• Musset, le poète amoureux…

     

     

     

     

     

     

    Poème

    Le pèlerinage à l’île de Cythère. Watteau (détails)

    (Musée du Louvre)

     

     

    A Ninon…

     

    Si je le disais pourtant, que je vous aime,

    Qui sait, brune aux yeux bleus, ce que vous en diriez ?

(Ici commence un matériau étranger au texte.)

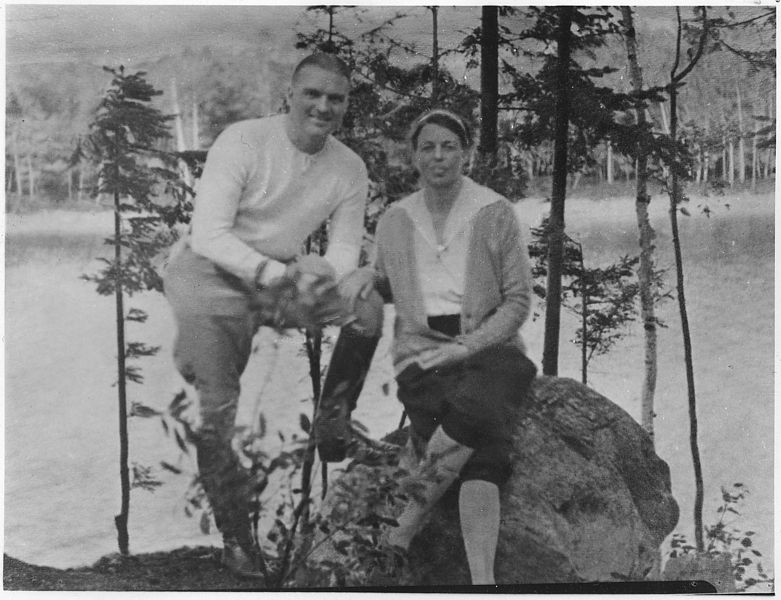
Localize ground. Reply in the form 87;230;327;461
3;546;272;591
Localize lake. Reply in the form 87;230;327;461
4;194;774;584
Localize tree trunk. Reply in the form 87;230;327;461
729;139;735;187
621;6;657;441
192;99;201;150
27;152;35;201
735;85;746;183
429;6;439;108
764;148;772;179
114;179;130;555
702;152;710;185
669;8;708;553
171;79;192;186
11;127;24;198
480;6;499;159
542;6;574;375
76;167;84;202
751;120;759;191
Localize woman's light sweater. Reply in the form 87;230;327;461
375;177;532;373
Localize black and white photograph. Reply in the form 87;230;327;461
2;0;778;594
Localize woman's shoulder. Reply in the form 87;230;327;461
377;192;419;233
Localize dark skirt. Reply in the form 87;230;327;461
397;345;537;485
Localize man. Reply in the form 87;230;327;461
164;54;382;577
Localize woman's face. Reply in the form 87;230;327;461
413;123;466;188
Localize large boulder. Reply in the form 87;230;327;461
299;377;678;586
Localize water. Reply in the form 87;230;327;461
4;197;774;580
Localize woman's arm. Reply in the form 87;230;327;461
458;202;532;354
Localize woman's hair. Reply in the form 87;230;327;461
292;52;351;81
409;108;472;150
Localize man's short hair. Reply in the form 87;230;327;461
293;52;352;81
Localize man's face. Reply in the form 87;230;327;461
288;65;350;142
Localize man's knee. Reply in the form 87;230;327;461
348;290;385;337
461;442;513;486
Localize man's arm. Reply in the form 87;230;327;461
325;162;369;280
190;126;286;286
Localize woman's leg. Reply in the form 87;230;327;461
458;479;500;585
387;427;474;549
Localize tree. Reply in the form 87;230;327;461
83;67;192;554
542;6;574;375
621;6;657;439
667;7;709;552
480;6;499;156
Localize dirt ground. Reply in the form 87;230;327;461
3;546;266;592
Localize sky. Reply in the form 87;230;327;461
5;4;480;67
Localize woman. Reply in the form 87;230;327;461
356;110;536;584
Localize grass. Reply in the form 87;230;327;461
3;546;264;592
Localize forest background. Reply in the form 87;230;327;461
5;5;776;596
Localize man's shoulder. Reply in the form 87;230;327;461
220;115;282;139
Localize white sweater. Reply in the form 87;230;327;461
189;115;368;283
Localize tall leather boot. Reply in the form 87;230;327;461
314;292;383;462
315;327;380;462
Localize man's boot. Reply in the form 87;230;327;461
314;292;383;462
221;537;265;579
315;327;380;462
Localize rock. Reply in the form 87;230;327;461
299;377;678;586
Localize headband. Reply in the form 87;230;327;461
412;108;472;146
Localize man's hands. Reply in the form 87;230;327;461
250;255;350;329
417;342;469;370
285;254;336;281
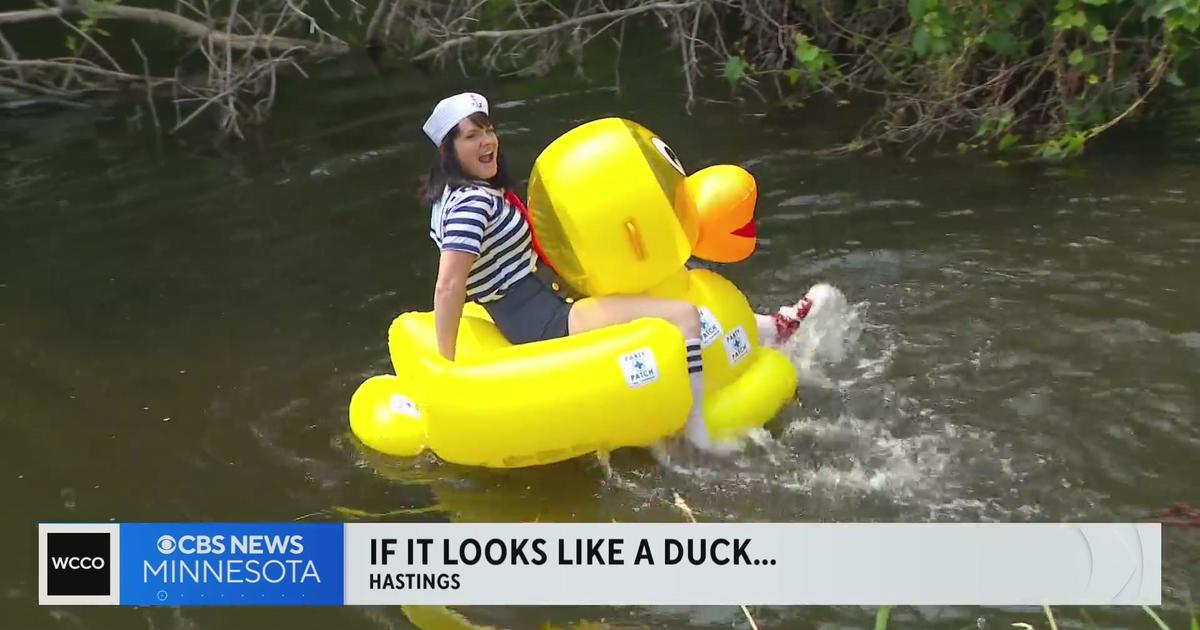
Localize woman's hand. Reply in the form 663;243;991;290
433;250;475;361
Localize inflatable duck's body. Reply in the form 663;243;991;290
349;119;797;468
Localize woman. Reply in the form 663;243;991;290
422;92;811;448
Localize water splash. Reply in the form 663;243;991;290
784;283;863;386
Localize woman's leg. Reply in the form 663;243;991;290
568;295;712;449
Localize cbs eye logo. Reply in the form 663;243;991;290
46;532;112;595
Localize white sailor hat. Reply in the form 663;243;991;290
421;92;487;145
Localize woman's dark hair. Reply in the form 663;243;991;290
416;112;514;205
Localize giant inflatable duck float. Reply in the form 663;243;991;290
349;118;797;468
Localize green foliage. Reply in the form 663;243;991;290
744;0;1200;160
875;606;892;630
721;55;746;85
66;0;121;55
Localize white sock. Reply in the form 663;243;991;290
684;340;713;448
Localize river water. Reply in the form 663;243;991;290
7;60;1200;630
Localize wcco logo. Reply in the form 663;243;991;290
44;532;112;596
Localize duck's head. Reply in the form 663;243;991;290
528;118;757;295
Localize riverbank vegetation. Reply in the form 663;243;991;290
0;0;1200;160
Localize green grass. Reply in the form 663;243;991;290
875;602;1200;630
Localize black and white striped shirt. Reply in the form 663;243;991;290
430;185;534;302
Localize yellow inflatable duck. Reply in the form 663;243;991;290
349;118;797;468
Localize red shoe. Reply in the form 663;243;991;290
772;295;812;344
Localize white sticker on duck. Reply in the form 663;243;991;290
617;348;659;388
700;306;725;348
721;326;750;365
388;394;421;419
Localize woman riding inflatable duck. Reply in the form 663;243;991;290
352;92;810;461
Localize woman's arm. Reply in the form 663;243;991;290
433;250;475;361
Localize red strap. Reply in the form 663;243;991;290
504;191;554;269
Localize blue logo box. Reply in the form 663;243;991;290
120;523;344;606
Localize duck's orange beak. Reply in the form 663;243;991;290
685;164;758;263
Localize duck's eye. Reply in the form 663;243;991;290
650;138;686;175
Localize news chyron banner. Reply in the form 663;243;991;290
38;523;1162;606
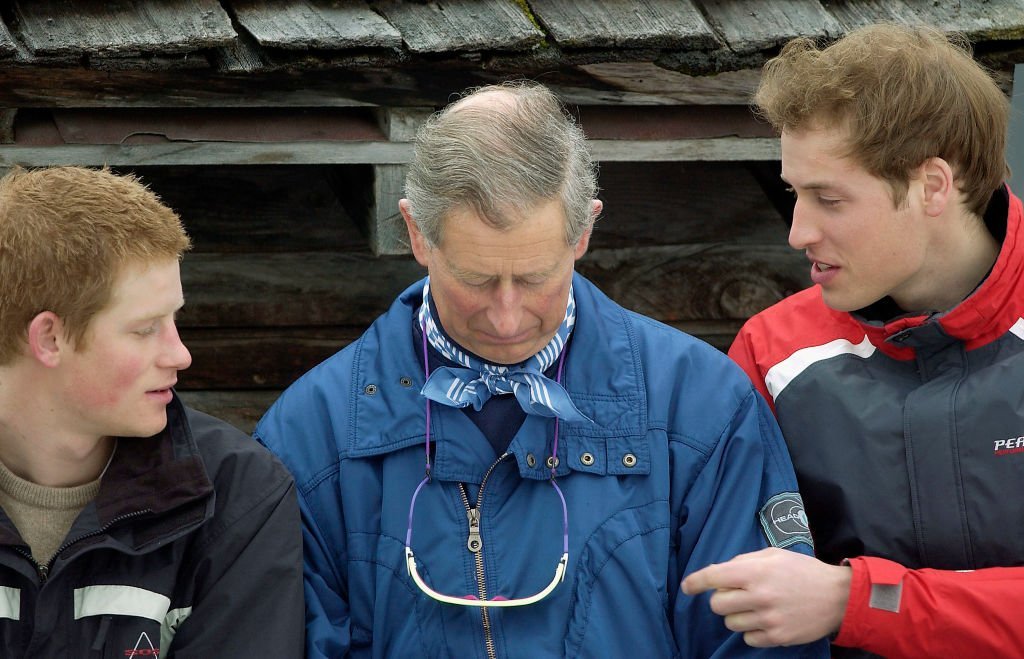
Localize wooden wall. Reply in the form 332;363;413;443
128;156;808;432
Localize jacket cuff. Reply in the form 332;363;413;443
834;557;907;648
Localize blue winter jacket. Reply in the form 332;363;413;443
256;275;827;659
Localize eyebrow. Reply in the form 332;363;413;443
779;175;838;190
444;259;558;279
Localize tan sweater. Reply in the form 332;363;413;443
0;456;99;565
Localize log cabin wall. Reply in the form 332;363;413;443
0;0;1024;431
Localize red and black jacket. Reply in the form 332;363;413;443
729;188;1024;657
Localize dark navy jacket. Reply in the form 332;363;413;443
0;396;303;659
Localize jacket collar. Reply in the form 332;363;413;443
346;274;647;480
0;394;214;547
851;186;1024;359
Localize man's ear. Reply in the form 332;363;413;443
573;200;604;261
398;200;430;267
919;157;958;217
29;311;69;367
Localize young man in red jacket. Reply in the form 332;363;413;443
683;21;1024;657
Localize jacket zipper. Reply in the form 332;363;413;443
14;509;153;585
459;453;509;659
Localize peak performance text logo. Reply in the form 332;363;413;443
992;437;1024;455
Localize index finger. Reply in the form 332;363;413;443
680;562;740;596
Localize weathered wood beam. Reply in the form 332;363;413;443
179;244;810;327
178;326;364;389
367;107;432;256
178;320;741;433
0;107;17;144
0;137;779;167
178;390;281;434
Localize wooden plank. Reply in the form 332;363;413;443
370;165;410;256
178;252;426;327
0;137;779;167
367;107;431;256
529;0;724;50
179;244;808;327
178;390;281;435
178;326;365;389
178;319;743;391
828;0;1024;41
14;0;234;56
0;20;17;57
590;162;793;251
573;104;775;140
699;0;843;53
0;141;413;167
589;137;781;163
0;107;17;144
231;0;401;50
577;244;810;322
125;166;370;254
828;0;931;32
577;61;761;105
51;107;385;144
374;0;544;53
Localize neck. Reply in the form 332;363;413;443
0;365;115;487
894;210;1000;311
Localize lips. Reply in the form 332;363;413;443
811;259;842;285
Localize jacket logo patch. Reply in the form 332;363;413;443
125;631;160;657
992;437;1024;455
758;492;814;547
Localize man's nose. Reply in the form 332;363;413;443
790;199;821;250
487;282;522;337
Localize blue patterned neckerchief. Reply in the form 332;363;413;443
419;279;593;423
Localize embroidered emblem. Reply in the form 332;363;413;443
758;492;814;547
125;631;160;657
992;437;1024;455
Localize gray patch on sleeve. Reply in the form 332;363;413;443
867;583;903;613
758;492;814;547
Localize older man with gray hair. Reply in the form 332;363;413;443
256;83;825;658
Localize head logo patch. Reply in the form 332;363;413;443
758;492;814;547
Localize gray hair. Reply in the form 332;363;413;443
406;81;597;246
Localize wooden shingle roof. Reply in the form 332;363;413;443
0;0;1024;107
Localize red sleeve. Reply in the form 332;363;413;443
835;558;1024;659
729;323;775;412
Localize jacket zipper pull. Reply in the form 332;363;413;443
466;508;483;554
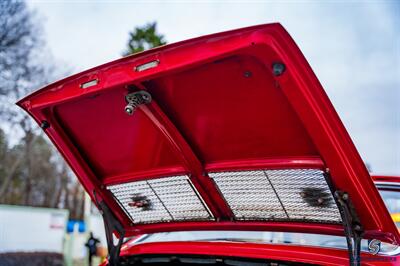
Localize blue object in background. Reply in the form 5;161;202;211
67;220;86;233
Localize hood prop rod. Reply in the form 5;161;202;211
93;192;125;266
334;190;364;266
324;169;364;266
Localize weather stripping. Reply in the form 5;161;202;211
134;60;160;72
107;176;214;224
80;79;99;89
209;169;341;223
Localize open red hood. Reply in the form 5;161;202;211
18;24;400;250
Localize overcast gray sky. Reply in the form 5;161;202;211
29;1;400;175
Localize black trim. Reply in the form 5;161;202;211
93;191;125;266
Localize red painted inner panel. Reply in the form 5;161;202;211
145;54;318;163
51;45;319;178
55;88;182;178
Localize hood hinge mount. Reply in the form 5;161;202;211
94;193;125;266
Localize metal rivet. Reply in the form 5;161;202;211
243;71;252;78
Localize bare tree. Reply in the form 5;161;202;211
0;0;83;218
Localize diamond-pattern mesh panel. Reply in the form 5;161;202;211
107;176;213;224
209;169;341;223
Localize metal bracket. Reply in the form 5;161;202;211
125;91;151;115
324;172;364;266
93;191;125;266
334;190;364;265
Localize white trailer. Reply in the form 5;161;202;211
0;205;69;253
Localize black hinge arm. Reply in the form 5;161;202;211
93;192;125;266
334;190;364;266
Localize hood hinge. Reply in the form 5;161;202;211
334;190;364;265
324;169;364;266
94;193;125;266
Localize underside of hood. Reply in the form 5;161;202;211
18;24;400;262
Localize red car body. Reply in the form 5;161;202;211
18;24;400;265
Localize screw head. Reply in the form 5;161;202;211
272;63;286;77
342;193;349;200
125;105;133;115
40;120;50;129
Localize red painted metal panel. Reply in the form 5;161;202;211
18;24;400;243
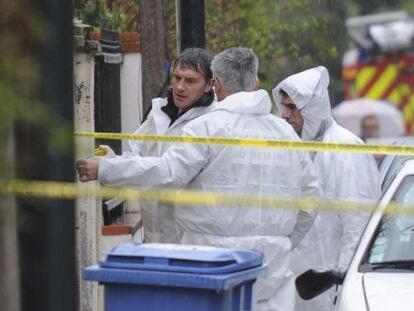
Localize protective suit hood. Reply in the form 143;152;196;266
272;66;332;141
213;90;272;114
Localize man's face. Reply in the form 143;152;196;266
361;117;379;140
172;65;211;112
282;96;303;137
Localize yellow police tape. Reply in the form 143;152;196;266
74;132;414;156
0;180;414;214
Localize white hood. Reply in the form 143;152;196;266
272;66;332;140
213;90;272;114
364;272;414;311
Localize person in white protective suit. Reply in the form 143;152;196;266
273;66;380;310
79;48;319;311
77;48;214;243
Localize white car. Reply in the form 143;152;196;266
296;159;414;311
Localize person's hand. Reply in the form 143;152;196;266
76;159;99;182
95;145;116;158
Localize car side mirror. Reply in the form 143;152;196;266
295;270;345;300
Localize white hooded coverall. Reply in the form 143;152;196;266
120;98;211;243
98;90;319;311
273;66;380;311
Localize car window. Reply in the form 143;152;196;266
369;176;414;264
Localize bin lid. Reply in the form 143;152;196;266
99;243;263;274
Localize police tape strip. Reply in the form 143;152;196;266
74;132;414;156
0;180;414;215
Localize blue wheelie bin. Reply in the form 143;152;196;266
84;243;264;311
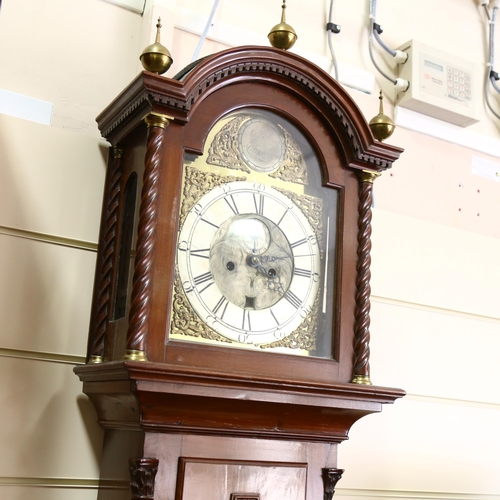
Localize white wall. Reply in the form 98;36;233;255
0;0;500;500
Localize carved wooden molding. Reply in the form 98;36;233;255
229;493;260;500
98;47;401;170
129;458;159;500
322;468;344;500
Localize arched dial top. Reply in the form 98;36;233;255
170;107;337;358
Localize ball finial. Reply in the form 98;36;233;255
267;0;297;50
369;91;396;142
140;17;173;75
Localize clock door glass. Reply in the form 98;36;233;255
170;109;338;358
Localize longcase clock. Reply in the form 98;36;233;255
75;47;404;500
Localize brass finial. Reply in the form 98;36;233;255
140;17;173;75
369;91;396;141
267;0;297;50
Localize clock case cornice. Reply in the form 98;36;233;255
97;47;403;172
75;361;404;443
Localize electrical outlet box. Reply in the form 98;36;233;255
396;40;481;127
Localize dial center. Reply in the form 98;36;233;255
210;214;294;310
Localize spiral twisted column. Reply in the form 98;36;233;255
321;468;344;500
352;171;380;385
89;146;123;364
129;458;159;500
123;113;171;361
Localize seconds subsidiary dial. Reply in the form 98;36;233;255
177;181;320;346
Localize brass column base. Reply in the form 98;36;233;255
351;375;372;385
123;349;148;361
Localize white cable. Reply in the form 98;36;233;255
368;0;410;88
191;0;220;62
326;0;339;80
394;78;410;92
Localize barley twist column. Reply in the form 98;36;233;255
123;113;171;361
89;146;123;364
352;171;380;385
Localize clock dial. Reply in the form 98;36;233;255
178;182;320;345
169;108;338;358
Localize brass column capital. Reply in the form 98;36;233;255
123;349;148;361
358;170;382;184
144;112;174;129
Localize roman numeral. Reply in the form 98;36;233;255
224;194;240;215
193;271;214;293
276;208;290;226
201;217;219;229
212;295;229;319
290;238;307;248
253;193;265;215
269;309;280;326
283;290;302;309
293;267;312;278
189;248;210;259
241;309;252;330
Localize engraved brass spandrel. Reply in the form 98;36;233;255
206;114;309;185
171;271;232;344
207;116;250;173
179;165;246;227
259;290;319;352
269;125;309;186
274;187;323;252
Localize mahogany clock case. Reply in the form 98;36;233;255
75;47;404;499
82;48;400;383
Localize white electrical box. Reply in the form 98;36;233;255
396;40;480;127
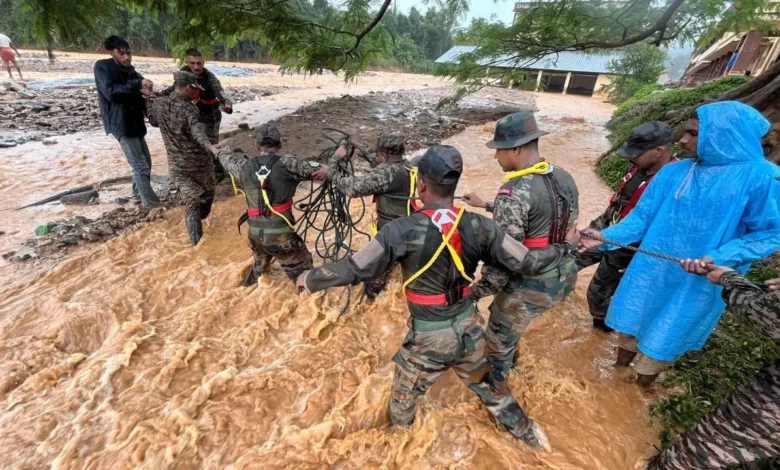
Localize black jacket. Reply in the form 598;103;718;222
95;59;146;138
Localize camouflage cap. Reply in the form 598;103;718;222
376;134;406;155
417;145;463;184
255;124;282;147
487;111;548;149
618;121;673;159
173;70;204;90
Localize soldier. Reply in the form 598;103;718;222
149;72;217;246
218;124;328;287
298;145;579;450
647;266;780;470
464;112;579;386
576;121;677;333
328;135;417;302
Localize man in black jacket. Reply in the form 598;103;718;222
95;36;160;207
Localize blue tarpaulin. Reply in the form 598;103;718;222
602;101;780;361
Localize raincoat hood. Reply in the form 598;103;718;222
696;101;770;165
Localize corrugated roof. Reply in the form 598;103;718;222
436;46;623;73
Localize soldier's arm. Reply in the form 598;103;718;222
303;219;410;292
328;166;393;197
720;271;780;341
217;149;247;177
183;103;211;151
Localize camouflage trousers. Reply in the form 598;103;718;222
388;310;531;437
169;168;215;246
575;249;634;320
485;261;577;384
247;228;314;282
647;360;780;470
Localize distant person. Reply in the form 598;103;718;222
149;72;218;246
576;121;676;333
0;33;24;80
298;145;579;450
95;36;160;207
219;124;328;287
647;265;780;470
463;112;579;392
582;101;780;386
328;135;417;302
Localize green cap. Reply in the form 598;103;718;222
487;111;548;149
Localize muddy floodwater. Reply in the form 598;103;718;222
0;54;658;470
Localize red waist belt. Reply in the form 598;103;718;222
406;286;471;305
246;201;292;217
523;237;550;248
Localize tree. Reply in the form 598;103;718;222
604;43;666;104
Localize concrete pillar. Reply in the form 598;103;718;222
563;72;571;95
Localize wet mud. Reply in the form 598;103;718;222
0;86;658;470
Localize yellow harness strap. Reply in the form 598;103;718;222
402;207;474;289
502;161;550;183
230;175;246;196
257;175;295;231
406;166;417;215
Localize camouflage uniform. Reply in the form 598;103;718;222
472;113;579;386
304;146;570;444
328;135;410;300
218;136;319;284
149;84;215;246
647;272;780;470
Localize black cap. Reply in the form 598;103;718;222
255;124;282;147
618;121;672;159
486;111;547;149
376;134;406;155
417;145;463;184
173;70;204;90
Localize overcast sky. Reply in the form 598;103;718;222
393;0;515;26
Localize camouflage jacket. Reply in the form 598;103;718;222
721;271;780;344
148;92;214;171
163;65;230;110
328;158;409;228
304;206;571;321
472;167;579;299
217;149;320;228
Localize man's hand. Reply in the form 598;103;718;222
707;264;733;284
680;256;715;274
295;271;309;292
580;228;604;251
311;165;330;181
463;193;487;209
566;220;580;248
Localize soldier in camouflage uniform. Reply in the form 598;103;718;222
576;121;672;333
328;135;416;302
149;72;217;246
464;112;579;386
298;145;579;449
218;124;328;286
647;267;780;470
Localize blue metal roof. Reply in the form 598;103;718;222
436;46;623;73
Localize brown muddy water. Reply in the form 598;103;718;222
0;91;658;470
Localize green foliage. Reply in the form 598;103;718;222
603;43;667;104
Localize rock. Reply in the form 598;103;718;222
60;189;100;204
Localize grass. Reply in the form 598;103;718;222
650;262;780;445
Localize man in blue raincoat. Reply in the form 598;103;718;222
583;101;780;386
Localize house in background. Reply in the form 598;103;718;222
436;46;621;97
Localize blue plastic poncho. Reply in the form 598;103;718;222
602;102;780;361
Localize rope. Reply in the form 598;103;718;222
580;233;685;264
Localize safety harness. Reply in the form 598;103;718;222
503;160;572;248
403;207;474;306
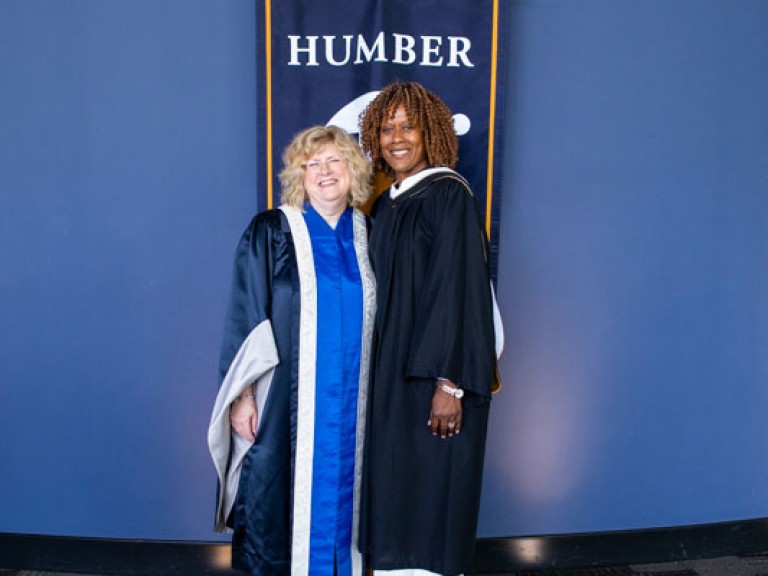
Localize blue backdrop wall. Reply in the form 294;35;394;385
0;0;768;540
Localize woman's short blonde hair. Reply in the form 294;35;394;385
280;126;372;208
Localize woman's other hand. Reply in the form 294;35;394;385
229;392;259;442
427;380;462;438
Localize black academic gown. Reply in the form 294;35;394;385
360;171;496;574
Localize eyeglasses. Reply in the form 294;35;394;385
301;158;341;172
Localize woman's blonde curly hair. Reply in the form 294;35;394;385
280;126;372;208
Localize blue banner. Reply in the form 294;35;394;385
257;0;507;271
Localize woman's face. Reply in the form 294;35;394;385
303;143;352;208
379;105;427;182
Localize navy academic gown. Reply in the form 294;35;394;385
209;207;375;575
360;170;496;574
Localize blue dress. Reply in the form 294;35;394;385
304;205;363;576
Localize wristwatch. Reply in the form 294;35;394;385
437;380;464;400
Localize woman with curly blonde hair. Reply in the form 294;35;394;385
360;82;496;574
208;126;375;576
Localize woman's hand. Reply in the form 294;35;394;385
229;391;259;443
427;380;462;438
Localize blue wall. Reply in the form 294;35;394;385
0;0;768;539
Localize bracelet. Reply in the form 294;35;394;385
437;380;464;400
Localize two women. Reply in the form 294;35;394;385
209;83;496;576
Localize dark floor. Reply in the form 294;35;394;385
0;555;768;576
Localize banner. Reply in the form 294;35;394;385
257;0;507;276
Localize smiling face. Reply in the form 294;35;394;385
303;143;352;213
379;105;428;182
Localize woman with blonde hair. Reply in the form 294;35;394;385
208;126;375;576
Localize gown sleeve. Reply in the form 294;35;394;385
407;178;496;404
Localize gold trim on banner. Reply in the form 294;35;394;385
485;0;499;240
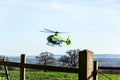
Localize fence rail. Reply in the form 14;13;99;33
98;67;120;70
0;61;79;73
0;50;120;80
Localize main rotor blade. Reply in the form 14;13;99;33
39;31;51;33
45;28;56;33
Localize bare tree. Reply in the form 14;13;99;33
58;49;80;67
36;52;56;65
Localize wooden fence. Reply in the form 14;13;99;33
0;50;98;80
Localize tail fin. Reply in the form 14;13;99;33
66;35;71;46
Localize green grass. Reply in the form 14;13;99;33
0;71;120;80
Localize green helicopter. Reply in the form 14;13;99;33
40;29;71;46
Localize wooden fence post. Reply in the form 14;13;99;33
94;61;98;80
20;54;26;80
78;50;93;80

    L’amour, vous le savez, cause une peine extrême ;

    C’est un mal sans pitié que vous plaignez vous-même ;

    Peut-être cependant que vous m’en puniriez.

     

    Si je vous le disais, que six mois de silence

    Cachent de longs tourments et des vœux insensés :

    Ninon, vous êtes fine, et votre insouciance

    Se plaît, comme une fée, à deviner d’avance ;

    Vous me répondriez peut-être : je le sais.

     

    Si je vous le disais, qu’une douce folie

    A fait de moi votre ombre, et m’attache à vos pas :

    Un petit d’air de doute et de mélancolie,

    Vous le savez, Ninon, vous rend bien plus jolie ;

    Peut-être diriez-vous que vous n’y croyez pas.

     

    Si je vous le disais, que j’emporte dans l’âme

    Jusqu’aux moindres mots de nos propos du soir :

    Un regard offensé, vous le savez, madame,

    Change deux yeux d’azur en deux éclairs de flammes ;

    Vous me défendriez peut-être de vous revoir.

     

    Si je vous le disais, que chaque nuit je veille,

    Que chaque jour je pleure et je prie à genoux ;

    Ninon, quand vous riez, vous savez qu’une abeille

    Prendrait pour une fleur votre bouche vermeille ;

    Si je vous le disais, peut-être en ririez-vous.

     

    Mais vous n’en saurez rien. – Je viens, sans rien en dire,

    M’asseoir sous votre lampe et causer avec vous ;

    Votre voix, je l’entends ; votre air, je le respire ;

    Et vous pouvez douter, deviner et sourire,

    Vos yeux ne verront pas de quoi m’être moins doux.

     

    Je récolte en secret des fleurs mystérieuses :

    Le soir, derrière vous, j’écoute au piano

    Chanter sur le clavier vos mains harmonieuses,

    Et, dans les tourbillons de vos valses joyeuses,

    Je vous sens, dans mes bras, plier comme un roseau.

     

    La nuit, quand de si loin le monde nous sépare,

    Quand je rentre chez moi pour tirer mes verrous,

    De mille souvenirs en jaloux je m’empare ;

    Et là seul devant Dieu, plein d’une joie avare,

    J’ouvre, comme un trésor, mon cœur tout plein de vous.

     

    J’aime, et je sais répondre avec indifférence ;

    J’aime, et rien ne le dit ; j’aime, et seul je le sais ;

    Et mon secret m’est cher, et chère ma souffrance ;

    Et j’ai fais le serment d’aimer sans espérance,

    Mais non pas sans bonheur ; -je vous vois, c’est assez.

     

    Non, je n’étais pas né pour ce bonheur suprême,

    De mourir dans vos bras et de vivre à vos pieds.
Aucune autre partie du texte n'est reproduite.